I read many years ago about the importance of tonearm resonance. How does that affect sound quality, and also cartridge compliance  How do you determine tonearm /cartridge compatibility??


Thanks,

S.J.

sunnyjim
lewm, I agree and disagree with different parts of your statement. Rather than cut and paste a text on mechanical amplifiers and resonance, please tell me how adding weight at the headshell is beneficial to the resonance of the lever?

I agree that increasing the mass of the lever (arm tube) will dampen a mechanical amplifier. But increasing the resistant load will have the opposite effect, decreasing stability and increasing secondary effects (hysteresis, etc.) Ideally, you would change the mass of the tonearm buy using arm tubes of differing weight and matched headshells. Some manufacturers used to do this.

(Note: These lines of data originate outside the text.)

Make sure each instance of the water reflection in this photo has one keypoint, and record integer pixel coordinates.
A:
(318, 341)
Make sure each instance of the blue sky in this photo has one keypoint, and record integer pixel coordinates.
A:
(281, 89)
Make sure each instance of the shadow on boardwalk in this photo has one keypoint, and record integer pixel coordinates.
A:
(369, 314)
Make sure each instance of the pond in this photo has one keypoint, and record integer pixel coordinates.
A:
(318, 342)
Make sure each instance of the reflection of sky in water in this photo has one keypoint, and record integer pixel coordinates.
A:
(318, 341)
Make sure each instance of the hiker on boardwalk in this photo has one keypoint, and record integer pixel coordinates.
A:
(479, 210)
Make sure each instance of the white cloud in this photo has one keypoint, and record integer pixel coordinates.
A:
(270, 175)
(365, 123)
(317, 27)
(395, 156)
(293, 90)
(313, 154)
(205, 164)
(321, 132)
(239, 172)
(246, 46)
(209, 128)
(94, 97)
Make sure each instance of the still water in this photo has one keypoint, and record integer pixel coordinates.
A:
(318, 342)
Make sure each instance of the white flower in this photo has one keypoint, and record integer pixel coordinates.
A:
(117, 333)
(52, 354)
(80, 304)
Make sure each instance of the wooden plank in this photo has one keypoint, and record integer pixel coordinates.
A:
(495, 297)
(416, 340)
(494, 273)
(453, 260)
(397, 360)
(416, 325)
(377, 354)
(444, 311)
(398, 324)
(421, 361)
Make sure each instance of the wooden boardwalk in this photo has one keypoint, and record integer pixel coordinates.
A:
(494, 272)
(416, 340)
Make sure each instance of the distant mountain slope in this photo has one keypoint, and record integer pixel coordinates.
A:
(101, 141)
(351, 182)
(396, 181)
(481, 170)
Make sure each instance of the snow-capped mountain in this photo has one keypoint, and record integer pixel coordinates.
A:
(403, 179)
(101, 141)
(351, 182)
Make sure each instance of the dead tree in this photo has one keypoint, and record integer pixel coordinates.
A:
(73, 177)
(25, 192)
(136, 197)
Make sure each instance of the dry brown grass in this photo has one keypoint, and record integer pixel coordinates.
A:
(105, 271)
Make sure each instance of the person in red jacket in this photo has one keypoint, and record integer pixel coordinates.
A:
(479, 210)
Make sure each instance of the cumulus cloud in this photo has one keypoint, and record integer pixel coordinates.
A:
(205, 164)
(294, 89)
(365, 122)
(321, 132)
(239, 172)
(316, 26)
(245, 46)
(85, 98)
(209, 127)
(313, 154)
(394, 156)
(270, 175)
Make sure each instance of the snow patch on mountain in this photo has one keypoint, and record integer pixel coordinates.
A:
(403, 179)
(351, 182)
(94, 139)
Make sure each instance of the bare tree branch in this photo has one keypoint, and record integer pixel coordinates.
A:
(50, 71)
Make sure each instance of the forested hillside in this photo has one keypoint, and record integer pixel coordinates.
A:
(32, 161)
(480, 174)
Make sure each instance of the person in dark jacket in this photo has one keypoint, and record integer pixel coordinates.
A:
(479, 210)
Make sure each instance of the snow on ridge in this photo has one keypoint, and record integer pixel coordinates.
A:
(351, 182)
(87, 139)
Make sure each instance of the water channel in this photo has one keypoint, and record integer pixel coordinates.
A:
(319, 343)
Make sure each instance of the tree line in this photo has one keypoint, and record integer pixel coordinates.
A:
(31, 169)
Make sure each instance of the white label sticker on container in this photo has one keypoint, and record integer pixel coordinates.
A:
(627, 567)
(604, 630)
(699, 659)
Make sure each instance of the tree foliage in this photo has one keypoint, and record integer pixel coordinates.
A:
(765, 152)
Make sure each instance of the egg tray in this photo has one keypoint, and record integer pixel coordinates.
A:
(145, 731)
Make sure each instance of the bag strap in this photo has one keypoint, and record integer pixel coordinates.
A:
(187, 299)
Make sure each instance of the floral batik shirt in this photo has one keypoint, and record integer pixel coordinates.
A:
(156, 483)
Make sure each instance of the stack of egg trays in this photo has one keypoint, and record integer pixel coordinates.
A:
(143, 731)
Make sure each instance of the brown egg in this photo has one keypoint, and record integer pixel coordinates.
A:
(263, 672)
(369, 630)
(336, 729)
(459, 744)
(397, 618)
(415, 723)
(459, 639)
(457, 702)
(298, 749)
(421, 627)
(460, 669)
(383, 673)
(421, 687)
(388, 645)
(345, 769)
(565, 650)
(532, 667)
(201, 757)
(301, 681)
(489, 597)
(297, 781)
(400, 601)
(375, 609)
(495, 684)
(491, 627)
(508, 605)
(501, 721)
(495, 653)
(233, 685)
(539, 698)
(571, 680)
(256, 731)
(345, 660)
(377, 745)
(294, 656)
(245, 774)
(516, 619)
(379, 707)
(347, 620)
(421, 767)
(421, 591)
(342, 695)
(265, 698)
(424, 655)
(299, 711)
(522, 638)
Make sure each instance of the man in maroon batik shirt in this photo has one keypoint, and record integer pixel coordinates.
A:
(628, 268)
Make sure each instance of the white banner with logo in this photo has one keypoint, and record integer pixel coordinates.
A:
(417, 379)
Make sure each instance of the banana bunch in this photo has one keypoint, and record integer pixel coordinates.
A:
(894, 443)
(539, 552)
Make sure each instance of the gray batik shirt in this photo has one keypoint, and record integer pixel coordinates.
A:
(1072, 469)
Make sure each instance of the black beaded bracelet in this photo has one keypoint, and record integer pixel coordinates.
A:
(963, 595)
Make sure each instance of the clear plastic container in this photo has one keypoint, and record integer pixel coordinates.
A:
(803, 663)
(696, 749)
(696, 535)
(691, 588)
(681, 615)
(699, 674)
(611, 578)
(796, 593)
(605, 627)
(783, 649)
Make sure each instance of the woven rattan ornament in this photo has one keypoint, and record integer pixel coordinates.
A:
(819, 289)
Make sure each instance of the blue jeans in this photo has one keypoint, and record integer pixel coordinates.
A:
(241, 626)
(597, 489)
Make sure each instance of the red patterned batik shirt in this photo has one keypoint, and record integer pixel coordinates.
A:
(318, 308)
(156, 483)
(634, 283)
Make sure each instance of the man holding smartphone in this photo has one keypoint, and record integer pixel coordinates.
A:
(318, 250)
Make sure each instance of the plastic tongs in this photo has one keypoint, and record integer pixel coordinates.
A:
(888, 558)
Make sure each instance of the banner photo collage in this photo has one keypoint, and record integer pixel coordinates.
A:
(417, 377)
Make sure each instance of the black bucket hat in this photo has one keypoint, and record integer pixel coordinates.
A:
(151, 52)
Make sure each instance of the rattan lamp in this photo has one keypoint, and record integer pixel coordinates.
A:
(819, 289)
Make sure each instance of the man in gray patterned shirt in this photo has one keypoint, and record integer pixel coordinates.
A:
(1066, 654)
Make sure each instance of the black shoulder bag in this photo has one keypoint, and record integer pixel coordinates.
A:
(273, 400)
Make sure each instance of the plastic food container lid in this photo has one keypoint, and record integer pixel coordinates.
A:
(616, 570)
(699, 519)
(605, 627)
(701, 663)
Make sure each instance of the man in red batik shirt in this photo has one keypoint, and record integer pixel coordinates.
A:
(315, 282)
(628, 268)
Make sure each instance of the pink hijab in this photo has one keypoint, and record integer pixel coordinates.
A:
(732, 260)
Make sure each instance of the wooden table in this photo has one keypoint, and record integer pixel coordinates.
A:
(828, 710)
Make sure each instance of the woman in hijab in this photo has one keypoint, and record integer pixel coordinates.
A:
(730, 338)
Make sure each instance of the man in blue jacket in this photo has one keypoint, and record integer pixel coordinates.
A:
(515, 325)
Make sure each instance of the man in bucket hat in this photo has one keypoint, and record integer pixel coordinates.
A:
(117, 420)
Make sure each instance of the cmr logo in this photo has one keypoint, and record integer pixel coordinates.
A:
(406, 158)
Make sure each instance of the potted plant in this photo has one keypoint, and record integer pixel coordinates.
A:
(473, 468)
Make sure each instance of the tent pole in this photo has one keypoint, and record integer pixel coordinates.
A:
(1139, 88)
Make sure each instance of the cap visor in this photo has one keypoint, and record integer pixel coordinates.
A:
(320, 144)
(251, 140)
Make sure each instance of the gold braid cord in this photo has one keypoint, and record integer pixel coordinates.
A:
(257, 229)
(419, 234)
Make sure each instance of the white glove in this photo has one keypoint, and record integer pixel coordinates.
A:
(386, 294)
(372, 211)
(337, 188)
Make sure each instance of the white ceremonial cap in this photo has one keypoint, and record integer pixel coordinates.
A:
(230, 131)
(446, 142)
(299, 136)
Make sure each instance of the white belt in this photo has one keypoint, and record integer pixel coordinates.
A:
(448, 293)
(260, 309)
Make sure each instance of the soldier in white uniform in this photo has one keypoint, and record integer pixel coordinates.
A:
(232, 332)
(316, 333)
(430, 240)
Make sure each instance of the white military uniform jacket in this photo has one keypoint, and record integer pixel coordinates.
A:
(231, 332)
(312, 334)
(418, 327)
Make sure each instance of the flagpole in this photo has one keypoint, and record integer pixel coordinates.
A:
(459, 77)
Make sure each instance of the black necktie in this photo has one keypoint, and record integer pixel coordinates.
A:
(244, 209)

If you are going to stabilizing mass to most conventional tonearms, adding it as close as possible to the pivot point will both increase stability and lower resonance.
I’ve used my Stanton 881s on my Ikeda 407 with a light headshell. And with the counterweight all the way in I can’t balance it with the dynamic balance off. When I add dynamic weight I can only add a half gram to be correct.   Even though this is wrong I agree with  @lewm  and really like how this cartridge sounds on the Ikeda than on my lighter  tonearm. My speakers do reach very low bass response and I do get some woofer pumping with this setup. My woofers face backwards so I didn’t notice at first. I don’t think this is very good for the speakers and no longer use this setup. Do you @lewm get this woofer action at all using your FR arm in this way. 
The different size counterweights are supplied so you can counterbalance different weight (mass) cartridges. You can not control resonance with different mass counterweights because once the cartridge is balanced you wind up with the same effective mass regardless of counter weight mass.
Now Raul, unless you are blind measuring resonance points with a test record is painfully easy. Your comment would leave me to believe that you have never set up a cartridge correctly.
The problem with calculations is that there is enough variation in tonearms and cartridges that the published specs may be off a little.
The record tells you what is really happening. But the resonance is not a sharp peak. It is a bell curve. The point where the cartridge starts bouncing is what you pay attention to. You know you are close when you hear the warble. Using the test record also gives you an idea of how severe the resonance point is. Some combinations barely move at the resonance point while with others the cartridge almost goes air born in which case it might have to be changed. I suspect it is a matter of damping.
Moment of inertia is different then effective mass. Longer heavier arms have higher moments of inertia. This really only creates issues following warps. If records are stored correctly very few should be significantly warped. Vacuum hold down and reflex clamping solve the problem under any circumstance. 
there is another moment - most of tonearms do have rubber gourmet or other means to isolate counterweight (s), so it has it's own resonance which can be measured.